Crônica, por Eduardo Affonso: Invenções
Há quem sonhe com grandes invenções, daquelas que transformam o mundo

Há quem sonhe com grandes invenções, daquelas que transformam o mundo. Por exemplo, o teletransporte, que dará fim aos congestionamentos no trânsito, às esperas pelo elevador, derrubará os preços das passagens aéreas (pensando bem, acabará com as companhias aéreas, o que será uma doce vingança pelo lanchinho ridículo que andam servindo) e causará danos irreparáveis à privacidade (com as pessoas se materializando, do nada, na nossa frente – estejamos nós no banheiro, no motel ou fingindo não poder atender agora).
Há grande torcida pela cura do câncer e da calvície, pela vacina anticárie, pela colonoscopia virtual, pela melancia sem semente e pelo abacaxi com casca de mexerica.
Eu, não. Eu anseio por invenções ainda mais espetaculares, capazes de revolucionar a civilização e elevar a Humanidade a outro patamar – mas que talvez ainda estejam longe de ser viabilizadas, tecnicamente.
Uma é um aparelho que permita à pessoa ouvir música, podiqueste, o que quer que seja, sem que os que estejam à sua volta tenham de ouvir também. Você poderia, por exemplo, escutar funk ou sertanejo na altura que quisesse, em qualquer horário, onde bem entendesse – e as pessoas no seu entorno continuariam conversando, curtindo o silêncio, lendo ou mesmo ouvindo outra coisa (um chorinho, um blues, um samba…).
A invenção consistiria em dois fones ou plugues que seriam colocados junto do ouvido, com ou sem fio, isolados ou unidos por uma haste, e o som não se espalharia.
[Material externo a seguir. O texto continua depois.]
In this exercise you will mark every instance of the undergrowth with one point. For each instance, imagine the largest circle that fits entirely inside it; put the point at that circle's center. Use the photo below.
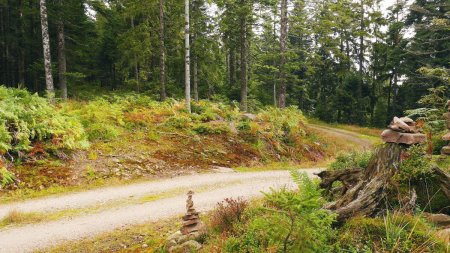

Imagino que essa invenção poderia se chamar, na falta de ideia melhor, “fone de ouvido”. Imagine como isso tornaria mais agradável o ambiente na academia, no ônibus, na praia…
Outra megainvenção consistiria numa pequena luz, que poderia ficar acoplada ao farol traseiro do carro, e que acenderia de forma intermitente, indicando para que lado o motorista quer ir. Isso evitaria muitos acidentes: você saberia para onde o carro à sua frente iria virar, ou se iria mudar de faixa. Não seria maravilhoso? Talvez a indústria automobilística leve tempo para adaptar o design dos automóveis a esse novo elemento, e os motoristas precisem passar por uma reciclagem para aprender a acionar o mecanismo – que poderia se chamar, sei lá, “seta” ao algo assim.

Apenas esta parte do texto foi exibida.